Order DateTime, then group by Date (ignoring Time) + other field

As discussed this is gaps/islands problem which just requires isolating the additional distinct groups, using a running count and subtracting a count partitioned by each group of rows:

with grp as (
    select Convert(date, [date]) [Date], operation, [count], 
        Row_Number() over(order by [date]) 
        - Row_Number() over(partition by operation, Convert(date, [date]) order by date) gp
    from t
)
select date, operation, Sum([count]) [Count]
from grp
group by [date], operation, gp
order by [date] desc, gp desc

DB Fiddle

I'd probably wind up using a CTE (there's probably a way to do it similar to how you've already tried though).
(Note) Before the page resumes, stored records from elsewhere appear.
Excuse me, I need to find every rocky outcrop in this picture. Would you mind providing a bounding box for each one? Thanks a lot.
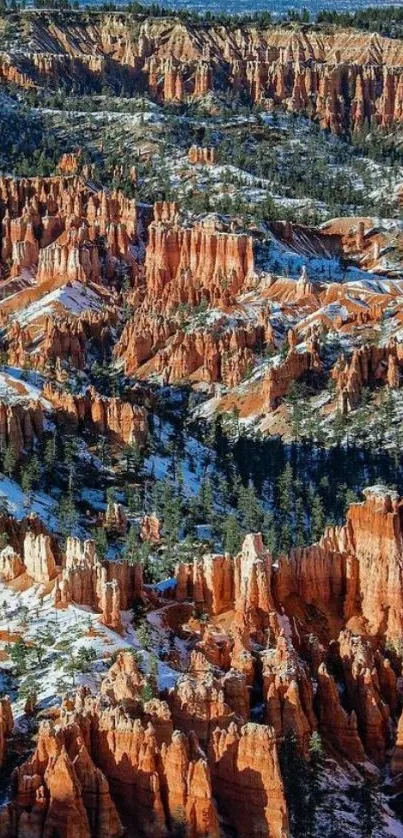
[140,513,161,544]
[55,538,143,616]
[0,13,403,135]
[0,172,138,294]
[263,634,317,756]
[0,400,44,458]
[188,145,217,166]
[347,487,403,639]
[332,341,403,414]
[0,546,25,582]
[209,723,288,836]
[263,336,322,411]
[0,696,14,768]
[24,532,57,583]
[43,382,148,445]
[146,219,254,310]
[176,555,234,614]
[316,663,366,765]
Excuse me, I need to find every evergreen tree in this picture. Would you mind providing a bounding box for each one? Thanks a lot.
[222,515,242,556]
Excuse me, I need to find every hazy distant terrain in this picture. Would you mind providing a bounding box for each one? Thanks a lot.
[120,0,403,15]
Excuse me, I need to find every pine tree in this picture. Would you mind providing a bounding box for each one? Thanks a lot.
[311,495,325,541]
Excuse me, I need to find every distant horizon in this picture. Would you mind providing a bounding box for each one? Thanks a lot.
[19,0,403,20]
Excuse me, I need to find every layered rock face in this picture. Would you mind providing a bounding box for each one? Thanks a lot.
[43,382,148,445]
[0,14,403,135]
[332,341,403,414]
[24,532,57,582]
[0,174,138,301]
[2,722,123,838]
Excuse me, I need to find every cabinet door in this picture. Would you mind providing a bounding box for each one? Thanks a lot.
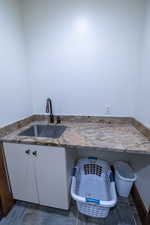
[32,146,69,209]
[4,143,38,203]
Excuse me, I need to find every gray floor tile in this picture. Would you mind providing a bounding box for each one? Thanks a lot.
[0,198,141,225]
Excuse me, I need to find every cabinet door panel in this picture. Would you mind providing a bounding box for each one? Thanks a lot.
[32,146,69,209]
[4,143,38,203]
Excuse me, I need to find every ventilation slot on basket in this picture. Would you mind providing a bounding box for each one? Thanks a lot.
[84,164,102,176]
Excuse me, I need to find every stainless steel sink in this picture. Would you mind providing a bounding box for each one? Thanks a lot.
[19,125,66,138]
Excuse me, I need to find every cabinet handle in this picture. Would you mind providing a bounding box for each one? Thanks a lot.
[25,149,31,155]
[32,151,37,157]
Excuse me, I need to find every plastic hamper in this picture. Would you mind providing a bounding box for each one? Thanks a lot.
[71,157,117,218]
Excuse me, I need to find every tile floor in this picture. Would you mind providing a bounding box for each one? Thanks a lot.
[0,198,141,225]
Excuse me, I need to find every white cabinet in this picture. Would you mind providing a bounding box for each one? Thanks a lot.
[4,143,73,209]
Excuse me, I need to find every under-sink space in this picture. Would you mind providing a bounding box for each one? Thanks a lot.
[19,125,66,138]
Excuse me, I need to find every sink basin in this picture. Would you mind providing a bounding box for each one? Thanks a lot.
[19,125,66,138]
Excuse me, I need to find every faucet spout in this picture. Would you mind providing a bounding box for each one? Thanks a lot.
[46,98,54,123]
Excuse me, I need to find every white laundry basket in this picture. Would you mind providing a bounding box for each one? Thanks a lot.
[114,161,137,197]
[71,157,117,218]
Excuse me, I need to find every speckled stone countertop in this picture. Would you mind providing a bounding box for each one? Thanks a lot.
[1,116,150,154]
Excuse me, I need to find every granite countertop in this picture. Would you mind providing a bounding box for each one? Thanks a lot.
[1,121,150,154]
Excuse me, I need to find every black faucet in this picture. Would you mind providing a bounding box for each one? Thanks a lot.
[46,98,54,123]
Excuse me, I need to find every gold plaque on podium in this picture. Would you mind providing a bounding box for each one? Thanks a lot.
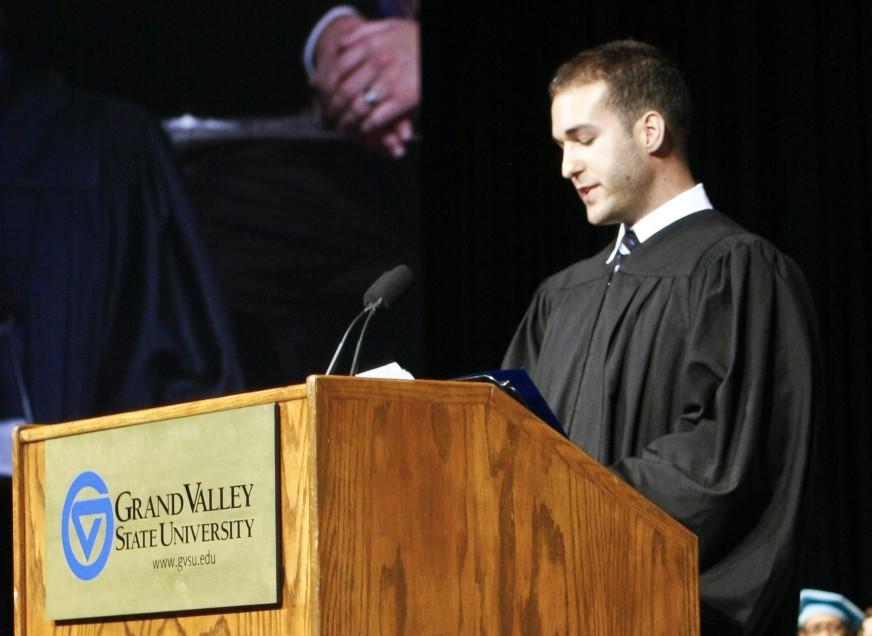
[45,404,279,620]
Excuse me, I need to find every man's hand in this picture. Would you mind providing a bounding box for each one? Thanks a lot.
[314,16,421,156]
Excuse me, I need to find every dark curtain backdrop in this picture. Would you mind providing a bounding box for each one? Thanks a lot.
[423,0,872,607]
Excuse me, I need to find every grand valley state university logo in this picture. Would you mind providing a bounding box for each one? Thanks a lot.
[61,470,115,581]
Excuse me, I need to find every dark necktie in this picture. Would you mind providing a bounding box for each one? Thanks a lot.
[612,230,639,272]
[378,0,418,18]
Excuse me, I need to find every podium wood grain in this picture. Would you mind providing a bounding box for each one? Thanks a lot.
[13,377,699,636]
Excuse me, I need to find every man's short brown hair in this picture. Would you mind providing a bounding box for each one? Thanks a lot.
[548,40,692,155]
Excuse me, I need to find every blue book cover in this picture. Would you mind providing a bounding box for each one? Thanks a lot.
[457,369,568,437]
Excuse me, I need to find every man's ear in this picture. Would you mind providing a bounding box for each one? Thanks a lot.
[635,110,669,155]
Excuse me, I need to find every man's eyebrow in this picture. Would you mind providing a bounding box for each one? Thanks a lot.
[563,124,597,137]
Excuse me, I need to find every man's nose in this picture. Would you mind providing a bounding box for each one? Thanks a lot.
[560,144,584,179]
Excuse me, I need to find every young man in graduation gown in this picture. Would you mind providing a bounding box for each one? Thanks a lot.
[504,41,819,635]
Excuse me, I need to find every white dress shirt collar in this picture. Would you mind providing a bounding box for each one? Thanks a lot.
[606,183,712,263]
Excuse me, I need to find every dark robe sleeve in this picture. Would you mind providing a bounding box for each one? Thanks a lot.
[98,113,241,411]
[0,74,241,422]
[613,242,819,633]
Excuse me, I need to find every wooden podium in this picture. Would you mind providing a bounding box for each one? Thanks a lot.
[13,376,699,636]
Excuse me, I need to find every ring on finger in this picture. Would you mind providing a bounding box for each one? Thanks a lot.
[363,86,380,108]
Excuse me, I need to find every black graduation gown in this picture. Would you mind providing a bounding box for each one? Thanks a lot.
[503,211,820,633]
[0,73,241,422]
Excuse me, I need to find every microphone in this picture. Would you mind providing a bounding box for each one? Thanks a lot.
[363,265,415,309]
[326,265,415,375]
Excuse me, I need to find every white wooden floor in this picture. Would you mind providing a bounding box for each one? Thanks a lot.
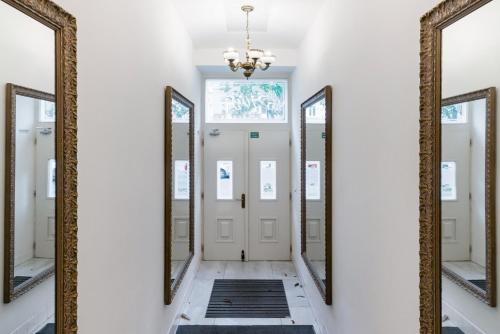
[180,261,322,334]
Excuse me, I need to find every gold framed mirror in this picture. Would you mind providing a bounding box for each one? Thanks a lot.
[0,0,77,334]
[164,86,194,305]
[420,0,500,334]
[300,86,332,305]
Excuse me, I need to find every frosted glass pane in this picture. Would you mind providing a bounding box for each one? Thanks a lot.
[260,161,276,200]
[172,99,189,123]
[47,159,56,198]
[217,161,234,199]
[174,160,189,199]
[306,99,326,124]
[441,161,457,201]
[441,102,468,124]
[38,100,56,122]
[306,161,321,200]
[205,80,288,123]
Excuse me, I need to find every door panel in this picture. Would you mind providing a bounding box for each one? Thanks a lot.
[248,131,290,260]
[35,126,56,258]
[204,131,247,260]
[441,123,470,261]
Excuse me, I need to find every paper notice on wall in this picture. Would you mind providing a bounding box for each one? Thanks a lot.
[217,161,233,199]
[174,160,189,199]
[306,161,321,200]
[260,161,276,200]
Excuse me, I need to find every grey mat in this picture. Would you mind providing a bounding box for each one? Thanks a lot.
[176,326,315,334]
[36,324,56,334]
[205,279,290,318]
[469,279,486,291]
[441,327,465,334]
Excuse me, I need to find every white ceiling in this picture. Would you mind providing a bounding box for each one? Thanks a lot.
[174,0,325,50]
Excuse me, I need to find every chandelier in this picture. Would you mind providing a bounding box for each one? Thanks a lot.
[224,6,276,80]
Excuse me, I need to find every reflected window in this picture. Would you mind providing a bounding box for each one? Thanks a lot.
[441,161,457,201]
[205,80,288,123]
[172,99,189,123]
[306,161,321,200]
[217,160,233,199]
[441,103,467,124]
[306,99,326,124]
[38,100,56,123]
[260,161,276,200]
[174,160,189,199]
[47,159,56,198]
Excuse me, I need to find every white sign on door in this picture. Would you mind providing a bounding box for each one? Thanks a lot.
[174,160,189,199]
[217,160,233,199]
[306,161,321,200]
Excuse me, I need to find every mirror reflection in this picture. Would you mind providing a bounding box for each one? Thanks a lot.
[301,86,332,305]
[0,1,56,333]
[171,98,190,284]
[441,1,500,334]
[305,97,326,285]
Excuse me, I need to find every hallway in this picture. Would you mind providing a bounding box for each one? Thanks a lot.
[179,261,326,334]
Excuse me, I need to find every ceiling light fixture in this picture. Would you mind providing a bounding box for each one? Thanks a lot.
[224,6,276,80]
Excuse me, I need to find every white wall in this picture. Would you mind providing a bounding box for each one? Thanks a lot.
[48,0,200,334]
[0,1,54,334]
[292,0,437,334]
[443,1,500,334]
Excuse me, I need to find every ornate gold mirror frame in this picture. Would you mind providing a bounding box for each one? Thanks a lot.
[2,0,77,334]
[164,86,195,305]
[420,0,491,334]
[300,86,332,305]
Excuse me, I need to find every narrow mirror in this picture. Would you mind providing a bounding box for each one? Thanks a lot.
[165,87,194,304]
[301,86,332,304]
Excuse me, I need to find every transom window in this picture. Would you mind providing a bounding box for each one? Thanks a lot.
[441,103,467,124]
[205,80,288,123]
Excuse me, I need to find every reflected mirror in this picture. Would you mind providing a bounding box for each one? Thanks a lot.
[301,86,332,304]
[440,1,500,334]
[165,87,194,304]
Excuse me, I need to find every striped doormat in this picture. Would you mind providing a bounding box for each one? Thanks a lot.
[205,279,290,318]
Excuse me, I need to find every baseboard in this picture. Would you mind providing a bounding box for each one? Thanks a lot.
[292,255,329,334]
[442,300,486,334]
[167,256,201,334]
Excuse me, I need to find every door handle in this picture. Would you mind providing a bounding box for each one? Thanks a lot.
[236,194,246,209]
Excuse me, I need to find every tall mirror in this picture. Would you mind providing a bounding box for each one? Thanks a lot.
[165,86,194,304]
[0,0,77,334]
[420,0,500,334]
[301,86,332,304]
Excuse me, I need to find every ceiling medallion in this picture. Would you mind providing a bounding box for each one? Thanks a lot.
[224,6,276,80]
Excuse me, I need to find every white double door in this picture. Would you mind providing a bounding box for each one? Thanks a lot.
[204,129,290,260]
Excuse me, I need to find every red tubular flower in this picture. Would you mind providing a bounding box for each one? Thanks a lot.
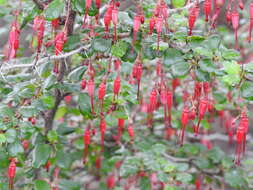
[54,31,67,55]
[231,10,239,49]
[22,140,29,151]
[117,118,125,143]
[83,0,92,27]
[83,127,90,164]
[249,2,253,42]
[188,7,197,36]
[113,75,121,96]
[8,20,20,60]
[160,85,168,124]
[203,82,209,97]
[133,15,141,47]
[112,9,118,42]
[149,16,156,35]
[193,81,202,100]
[8,159,16,190]
[81,79,86,90]
[136,63,142,97]
[33,16,45,53]
[156,17,163,51]
[180,106,189,145]
[98,81,106,101]
[51,18,59,30]
[196,99,209,134]
[127,124,134,142]
[149,89,157,112]
[204,0,212,22]
[44,160,51,172]
[235,110,249,165]
[167,89,173,124]
[88,78,95,113]
[100,118,106,147]
[104,10,112,33]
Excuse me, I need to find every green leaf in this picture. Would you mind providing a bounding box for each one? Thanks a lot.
[5,128,17,143]
[240,81,253,100]
[33,144,51,168]
[72,0,86,14]
[111,40,128,58]
[34,180,50,190]
[92,38,112,52]
[176,173,192,183]
[7,141,24,157]
[164,48,183,67]
[199,59,216,73]
[44,0,64,20]
[221,48,240,60]
[0,133,7,145]
[225,170,247,188]
[172,0,186,8]
[47,130,58,143]
[222,61,241,74]
[222,74,240,86]
[68,66,87,81]
[54,106,68,120]
[171,61,189,77]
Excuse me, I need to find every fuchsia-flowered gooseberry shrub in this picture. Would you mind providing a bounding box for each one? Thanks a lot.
[0,0,253,190]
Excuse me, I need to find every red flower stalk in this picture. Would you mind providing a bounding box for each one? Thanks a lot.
[104,9,112,33]
[95,0,101,24]
[83,0,92,27]
[51,18,59,30]
[133,15,141,48]
[112,9,118,42]
[100,117,106,149]
[88,78,95,113]
[231,9,239,49]
[8,20,20,60]
[156,17,163,51]
[127,124,134,142]
[172,78,180,92]
[98,81,106,101]
[193,81,202,100]
[249,2,253,42]
[33,16,45,53]
[54,30,67,55]
[117,118,125,143]
[135,63,142,98]
[22,140,29,151]
[114,59,121,71]
[204,0,212,22]
[149,16,156,35]
[196,99,209,134]
[156,59,162,76]
[149,89,157,112]
[44,160,51,172]
[167,89,173,125]
[83,127,90,164]
[8,159,16,190]
[113,75,120,99]
[179,106,189,145]
[203,82,209,98]
[195,176,201,190]
[238,0,244,10]
[188,7,197,36]
[81,79,86,90]
[235,111,249,165]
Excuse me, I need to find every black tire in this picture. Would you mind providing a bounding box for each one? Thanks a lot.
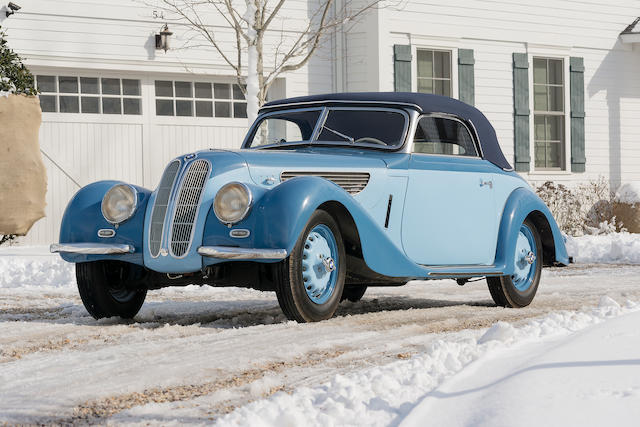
[275,209,346,323]
[76,261,147,320]
[487,219,543,308]
[340,285,367,302]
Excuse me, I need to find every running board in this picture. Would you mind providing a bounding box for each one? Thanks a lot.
[423,265,504,278]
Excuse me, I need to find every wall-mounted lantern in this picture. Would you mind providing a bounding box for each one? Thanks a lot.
[156,24,173,53]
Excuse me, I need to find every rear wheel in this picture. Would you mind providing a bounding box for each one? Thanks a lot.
[487,219,542,308]
[76,261,147,319]
[276,210,346,322]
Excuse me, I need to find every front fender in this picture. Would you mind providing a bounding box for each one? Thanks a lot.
[60,181,151,265]
[203,176,426,278]
[496,187,569,275]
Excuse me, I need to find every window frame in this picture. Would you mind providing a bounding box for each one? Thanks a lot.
[528,54,572,175]
[409,113,484,160]
[411,43,459,99]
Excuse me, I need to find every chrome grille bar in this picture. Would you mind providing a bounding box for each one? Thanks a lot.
[170,160,211,258]
[149,160,180,257]
[280,171,370,195]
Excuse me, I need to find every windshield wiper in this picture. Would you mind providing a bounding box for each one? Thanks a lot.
[323,126,355,144]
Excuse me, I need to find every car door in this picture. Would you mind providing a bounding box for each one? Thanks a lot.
[402,115,497,265]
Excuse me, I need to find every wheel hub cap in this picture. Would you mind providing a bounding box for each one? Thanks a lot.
[302,224,338,304]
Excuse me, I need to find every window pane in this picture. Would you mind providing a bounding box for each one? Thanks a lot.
[533,58,548,83]
[533,85,549,111]
[549,86,564,111]
[533,115,547,141]
[433,80,451,96]
[102,98,122,114]
[195,83,213,98]
[215,102,231,117]
[102,79,120,95]
[418,50,433,77]
[58,76,78,93]
[176,98,193,116]
[549,59,562,85]
[38,76,57,93]
[156,98,173,116]
[233,102,247,119]
[156,80,173,97]
[60,96,80,113]
[547,116,564,141]
[122,79,140,96]
[233,85,245,99]
[80,77,99,94]
[213,83,231,99]
[175,82,193,98]
[40,95,56,113]
[196,100,213,117]
[433,51,451,79]
[418,79,433,93]
[81,96,100,114]
[122,98,142,114]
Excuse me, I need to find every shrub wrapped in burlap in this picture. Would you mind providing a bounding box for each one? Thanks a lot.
[0,95,47,235]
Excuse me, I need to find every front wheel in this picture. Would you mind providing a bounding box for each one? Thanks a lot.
[76,261,147,320]
[276,210,346,322]
[487,219,542,308]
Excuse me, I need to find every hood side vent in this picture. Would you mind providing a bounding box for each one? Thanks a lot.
[280,171,370,196]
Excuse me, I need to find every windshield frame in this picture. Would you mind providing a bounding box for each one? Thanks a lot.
[242,105,411,151]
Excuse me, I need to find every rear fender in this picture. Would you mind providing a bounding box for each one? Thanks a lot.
[60,181,151,265]
[496,188,569,275]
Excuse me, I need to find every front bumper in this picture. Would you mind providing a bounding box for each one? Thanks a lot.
[198,246,288,260]
[49,243,135,255]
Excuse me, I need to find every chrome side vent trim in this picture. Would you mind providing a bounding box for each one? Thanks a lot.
[149,160,180,258]
[280,171,370,195]
[170,160,211,258]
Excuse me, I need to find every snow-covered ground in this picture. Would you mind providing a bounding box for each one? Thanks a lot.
[0,234,640,426]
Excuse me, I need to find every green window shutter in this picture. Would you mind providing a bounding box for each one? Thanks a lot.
[513,53,531,172]
[569,57,587,172]
[458,49,476,105]
[393,44,411,92]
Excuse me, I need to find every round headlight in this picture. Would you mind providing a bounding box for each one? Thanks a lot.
[213,182,252,224]
[102,184,138,224]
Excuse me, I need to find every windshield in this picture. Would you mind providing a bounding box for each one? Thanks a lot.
[245,107,408,148]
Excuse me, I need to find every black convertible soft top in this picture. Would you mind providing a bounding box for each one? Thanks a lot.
[261,92,513,170]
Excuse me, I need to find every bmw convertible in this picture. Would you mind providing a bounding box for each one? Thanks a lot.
[51,93,569,322]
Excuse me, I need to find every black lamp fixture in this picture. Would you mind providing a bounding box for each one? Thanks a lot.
[5,2,22,18]
[156,24,173,53]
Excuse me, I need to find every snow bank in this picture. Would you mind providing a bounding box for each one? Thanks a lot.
[615,181,640,205]
[566,233,640,264]
[217,298,640,426]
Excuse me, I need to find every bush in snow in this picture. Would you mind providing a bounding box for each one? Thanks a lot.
[0,27,38,95]
[0,27,38,246]
[536,176,624,236]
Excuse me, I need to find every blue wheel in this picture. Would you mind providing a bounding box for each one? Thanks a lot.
[276,210,346,322]
[487,219,542,307]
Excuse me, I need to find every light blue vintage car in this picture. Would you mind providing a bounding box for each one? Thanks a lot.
[51,93,569,322]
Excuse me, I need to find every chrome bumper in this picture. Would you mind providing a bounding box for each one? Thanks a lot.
[198,246,287,259]
[49,243,135,255]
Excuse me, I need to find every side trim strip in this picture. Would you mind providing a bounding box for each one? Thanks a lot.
[198,246,288,259]
[49,243,135,255]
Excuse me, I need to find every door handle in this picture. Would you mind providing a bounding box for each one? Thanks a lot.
[480,178,493,189]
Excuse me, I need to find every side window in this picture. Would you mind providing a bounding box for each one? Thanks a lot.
[413,116,478,157]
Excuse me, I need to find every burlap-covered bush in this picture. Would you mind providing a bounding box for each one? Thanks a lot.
[0,94,47,235]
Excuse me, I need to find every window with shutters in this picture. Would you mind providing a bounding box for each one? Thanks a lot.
[416,49,452,96]
[533,57,566,170]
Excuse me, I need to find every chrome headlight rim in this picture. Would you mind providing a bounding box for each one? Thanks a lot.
[100,183,138,226]
[213,181,253,226]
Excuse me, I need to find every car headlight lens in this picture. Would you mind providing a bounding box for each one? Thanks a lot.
[102,184,138,224]
[213,182,252,224]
Something along the lines of:

WITH x AS(
    SELECT CAST([Date] AS DATE) [Date],
           Operation,
           SUM(t.[Count]) as [Count]
    FROM [MyTable]
    GROUP BY CAST([Date] AS DATE),
             Operation )
SELECT x.[Date], 
       x.Operation,
       x.[Count]
FROM x AS x
ORDER BY x.[Date] desc,
         x.Operation;

Although; if you're going down the route of wanting to show something like:

X calls came before Y visits, then there were another z calls before the end of the day.

Then you'll need something more custom, like the solutions that were linked in in the comments.